Of course, I don't mean you, dear readers. I'm talking about the National Do Not Call Registry, a fine setup created under the Federal Trade Commission about five years ago. Basically, it's a list of phone numbers that telemarketers are not supposed to call.

Now, about that five years ago thing: it turns out that for no particularly good reason, requests to be on the list expire after five years. I say no good reason, because numbers already come off the list when they change owners, which seems fair. But it's hard to imagine that when we all signed up, five years ago, we were thinking that in five years' time, we'd be missing all those calls during dinner, so wouldn't it be nice to have people call again?

I don't get it, other than telemarketers wanted another opportunity to piss people off. Why in the world they would want to call people just because their registration had expired is beyond me. But they got that little sunset provision in there.

So if you registered back when they first started up the list, you need to re-register. It's easy and quick. And well worth it. I remember how awful it was to get all those calls, and how nice it's been lately to not get them.

Thursday, October 04, 2007

Revisiting Torture

When I first started blogging, I used to write on torture a fair amount. More than I'd like to, because I don't like the topic at all. My views on the subject should be very clear to all who read this: Torture is wrong, always.

Now the subject rears its ugly head again, and brings to mind Yet Another Reason why torture is wrong: it makes people lie. When people are doing something they know is wrong, they tend to lie about it. And then when caught, they sometimes say it wasn't wrong at all. I know this. My six-year-old knows this. That "adults" somehow think we won't notice or care is stunning.

It was encouraging, once upon a time, to hear my nation's government denounce torture. It is sad to learn now that at the same time it was doing that, it was sanctioning the use of torture.
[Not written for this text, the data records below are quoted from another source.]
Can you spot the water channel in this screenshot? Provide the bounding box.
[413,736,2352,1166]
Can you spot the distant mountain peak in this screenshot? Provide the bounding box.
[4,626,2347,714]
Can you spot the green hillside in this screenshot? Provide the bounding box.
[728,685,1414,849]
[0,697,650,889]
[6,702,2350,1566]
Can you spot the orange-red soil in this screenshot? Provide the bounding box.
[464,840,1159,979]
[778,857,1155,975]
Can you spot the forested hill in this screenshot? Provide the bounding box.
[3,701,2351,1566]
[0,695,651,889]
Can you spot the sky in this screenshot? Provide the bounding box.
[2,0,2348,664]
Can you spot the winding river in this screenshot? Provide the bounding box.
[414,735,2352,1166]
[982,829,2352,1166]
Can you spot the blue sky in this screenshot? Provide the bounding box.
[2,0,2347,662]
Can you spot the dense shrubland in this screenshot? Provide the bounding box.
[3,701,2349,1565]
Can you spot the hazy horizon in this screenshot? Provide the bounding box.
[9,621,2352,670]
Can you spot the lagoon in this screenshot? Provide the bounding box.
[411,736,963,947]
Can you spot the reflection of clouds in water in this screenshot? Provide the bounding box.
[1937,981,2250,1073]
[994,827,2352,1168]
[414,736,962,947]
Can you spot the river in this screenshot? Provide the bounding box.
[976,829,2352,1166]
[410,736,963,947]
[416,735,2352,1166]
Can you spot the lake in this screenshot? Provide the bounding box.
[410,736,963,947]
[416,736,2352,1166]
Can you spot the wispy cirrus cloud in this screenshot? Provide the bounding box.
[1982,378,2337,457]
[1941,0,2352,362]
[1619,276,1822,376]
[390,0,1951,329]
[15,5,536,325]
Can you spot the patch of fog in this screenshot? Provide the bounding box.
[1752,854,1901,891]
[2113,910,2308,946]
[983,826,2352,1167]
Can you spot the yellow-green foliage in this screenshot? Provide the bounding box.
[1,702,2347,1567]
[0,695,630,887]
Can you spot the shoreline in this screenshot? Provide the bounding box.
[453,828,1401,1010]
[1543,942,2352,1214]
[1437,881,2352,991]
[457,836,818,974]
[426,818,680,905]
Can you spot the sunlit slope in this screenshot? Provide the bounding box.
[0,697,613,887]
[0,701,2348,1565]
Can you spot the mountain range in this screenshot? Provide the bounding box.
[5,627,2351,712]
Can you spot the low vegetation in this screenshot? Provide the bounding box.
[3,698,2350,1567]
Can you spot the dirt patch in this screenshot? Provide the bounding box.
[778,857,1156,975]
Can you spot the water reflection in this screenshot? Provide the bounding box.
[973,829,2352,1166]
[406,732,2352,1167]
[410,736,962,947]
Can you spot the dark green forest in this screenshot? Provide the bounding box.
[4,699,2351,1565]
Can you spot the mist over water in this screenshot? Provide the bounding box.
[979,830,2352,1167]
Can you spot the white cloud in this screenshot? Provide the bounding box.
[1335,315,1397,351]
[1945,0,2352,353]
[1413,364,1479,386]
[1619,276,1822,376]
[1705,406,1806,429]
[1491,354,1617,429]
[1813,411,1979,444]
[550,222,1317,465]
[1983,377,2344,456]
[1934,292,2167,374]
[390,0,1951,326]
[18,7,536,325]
Like slavery, torture is an institution that has no place in modern civilization. Those who advocate it or try to minimize its harms have no place in high office or polite society.

Monday, October 01, 2007

Global Warming is Good for You! ...Maybe

I'm currently in the middle of reading Storm World, an interesting work about whether and how global warming and tropical hurricanes interact. It's a good read, though it might be a bit tedious for those not already interested in climate science.

But big storms aside, it appears that global warming is good for some, at least. Brain-eating amoebas are cool, in the abstract. Don't think I want to meet them in person, though.